17. The further underlying submission of the Petitioner that the answers to some of the questions were changed to the Petitioner's detriment after the examination was over, does not hold any water since the Petitioner could not have been aware of the answers selected by the High Court before the Petitioner took the relevant examination. 18. Since none of the grounds raised by the Petitioner results in an overwhelming answer from the Court that an absolutely incorrect answer was furnished by the Examining Authority in respect of the relevant questions, in exercise of the limited authority of Judicial Review available in this jurisdiction, the Court has to yield to the Examining Authority and not supplant its opinion over that of the Examining Authority.

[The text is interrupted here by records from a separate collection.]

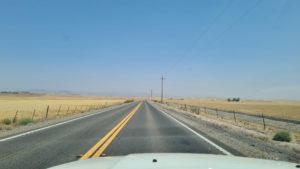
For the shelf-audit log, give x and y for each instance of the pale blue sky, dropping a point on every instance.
(213, 48)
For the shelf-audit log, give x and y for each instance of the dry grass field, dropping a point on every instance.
(35, 106)
(280, 109)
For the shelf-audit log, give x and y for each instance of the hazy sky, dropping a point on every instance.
(213, 48)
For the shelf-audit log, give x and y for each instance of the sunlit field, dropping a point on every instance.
(42, 106)
(280, 109)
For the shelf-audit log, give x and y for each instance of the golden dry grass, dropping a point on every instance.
(58, 105)
(280, 109)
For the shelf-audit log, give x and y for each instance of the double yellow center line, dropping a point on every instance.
(100, 146)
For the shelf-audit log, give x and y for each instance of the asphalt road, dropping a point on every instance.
(149, 130)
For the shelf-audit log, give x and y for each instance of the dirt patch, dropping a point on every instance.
(248, 142)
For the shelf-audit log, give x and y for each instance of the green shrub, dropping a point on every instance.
(129, 101)
(282, 136)
(25, 121)
(6, 121)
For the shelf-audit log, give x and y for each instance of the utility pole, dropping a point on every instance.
(162, 89)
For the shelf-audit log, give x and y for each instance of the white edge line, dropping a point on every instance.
(57, 124)
(199, 135)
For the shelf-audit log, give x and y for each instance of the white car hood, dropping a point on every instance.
(176, 161)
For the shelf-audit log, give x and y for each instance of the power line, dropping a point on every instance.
(162, 89)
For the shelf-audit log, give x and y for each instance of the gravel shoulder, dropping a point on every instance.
(247, 142)
(7, 131)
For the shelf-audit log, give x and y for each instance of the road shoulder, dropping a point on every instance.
(237, 140)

It is precisely because of the principle enunciated at Paragraph 30.2 of the report in Ran Vijay Singh that the Petitioner cannot obtain what the Petitioner seeks. It must also be appreciated that in matters pertaining to law, there can almost never be an absolute or an only answer. In such a scenario, when the veracity of answer is questioned, the Court would be excited to interfere only if the answer is found to be absolutely erroneous even to the meanest mind. 19. For the reasons indicated above, the challenge launched by the Petitioner does not appear to be worthy. The Petitioner is wished well to attempt again to join the cadre at the next available opportunity, subject to age qualification. As far as the present year is concerned, the Petitioner has to sit it out, outside. W.P. No. 1301 of 2021 is dismissed. There will, however, be no order as to Costs. Consequently, W.M.P. No. 1442 of 2021 is also dismissed.